『青い夜』
この画の煩雑さ、一日の終わり休息のひと時はまだ時間を持て余している。横広の画面の並列は続く連鎖の空間を暗示し、安堵に伴うそれぞれの思惑が交差している。
山の上の景である、背景は海のうねりではない。青い空は晩夏の月の夜ではないか。日本の提灯が頭上から照らしている異国情緒あふれる店のテラス。
右端の男女、女はその片手を下ろせば胸が開ける、男を誘っている、しかし男はその誘いに肯きかね迷っている。男の頬が赤いのは酒のせいであり、理性の有無は曖昧である。
白い服のピエロは、興行の収支を計算しているのかタバコを加えながらも厳しい表情ある。その前に見える肩章の着衣の男と芸術家風の男は何を語り合っているのだろう、予測は掴めないが全く異なる職種の相席である。
肩章(軍人・警察官などの階級章)の男を上から窺う女はこの店の女将かもしれない。肩章の男は彼女を見ているかもしれない。
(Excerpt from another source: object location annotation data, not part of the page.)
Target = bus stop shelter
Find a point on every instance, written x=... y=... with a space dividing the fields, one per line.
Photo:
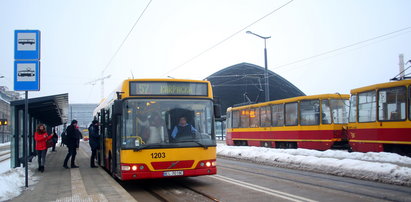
x=49 y=110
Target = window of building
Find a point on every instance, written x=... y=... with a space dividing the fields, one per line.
x=291 y=114
x=278 y=114
x=339 y=110
x=325 y=112
x=236 y=119
x=310 y=112
x=367 y=106
x=353 y=109
x=391 y=104
x=244 y=118
x=265 y=113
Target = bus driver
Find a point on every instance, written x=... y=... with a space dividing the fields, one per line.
x=183 y=129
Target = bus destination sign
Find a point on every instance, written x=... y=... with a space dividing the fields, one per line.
x=155 y=88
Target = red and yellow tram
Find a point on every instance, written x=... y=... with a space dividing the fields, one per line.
x=379 y=118
x=311 y=122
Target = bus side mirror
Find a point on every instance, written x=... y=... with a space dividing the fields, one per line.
x=118 y=107
x=217 y=111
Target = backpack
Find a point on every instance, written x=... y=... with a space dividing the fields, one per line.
x=64 y=137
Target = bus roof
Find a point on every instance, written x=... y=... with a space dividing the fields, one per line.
x=381 y=85
x=294 y=99
x=125 y=89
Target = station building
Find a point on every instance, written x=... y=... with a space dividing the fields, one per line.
x=244 y=83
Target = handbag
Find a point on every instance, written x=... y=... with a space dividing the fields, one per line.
x=50 y=143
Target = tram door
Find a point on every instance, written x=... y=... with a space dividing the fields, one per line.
x=116 y=121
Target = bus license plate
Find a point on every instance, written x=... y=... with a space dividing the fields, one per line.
x=173 y=173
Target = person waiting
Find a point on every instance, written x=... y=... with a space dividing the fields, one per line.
x=183 y=129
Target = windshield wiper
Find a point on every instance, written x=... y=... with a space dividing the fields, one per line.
x=202 y=145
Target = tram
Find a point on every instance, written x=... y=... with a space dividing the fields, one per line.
x=311 y=122
x=138 y=121
x=379 y=118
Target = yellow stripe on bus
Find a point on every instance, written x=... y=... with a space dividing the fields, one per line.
x=376 y=141
x=284 y=140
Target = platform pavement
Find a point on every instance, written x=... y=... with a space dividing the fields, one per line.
x=76 y=184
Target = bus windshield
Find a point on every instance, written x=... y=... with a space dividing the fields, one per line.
x=166 y=123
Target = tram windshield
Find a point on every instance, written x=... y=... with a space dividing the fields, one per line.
x=165 y=123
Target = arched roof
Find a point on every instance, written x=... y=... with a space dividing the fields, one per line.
x=232 y=85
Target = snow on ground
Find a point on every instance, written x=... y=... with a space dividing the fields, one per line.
x=382 y=167
x=12 y=180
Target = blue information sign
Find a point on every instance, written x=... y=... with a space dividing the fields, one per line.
x=27 y=75
x=27 y=45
(どのような目つきで?)少々の不安はあるが、どこからでも来い!という風情である。
左端の男は寛いだ表情で誰かと話している、商談かも知れないし、単なる日常会話に過ぎないかもしれない。
この画にはこの空間でしか描けない猥雑さがある。各人の心理の交錯、入り混じった空気の日常性は幾つもの物語を孕みつつ同時性の中に集合、あるいは拡散している。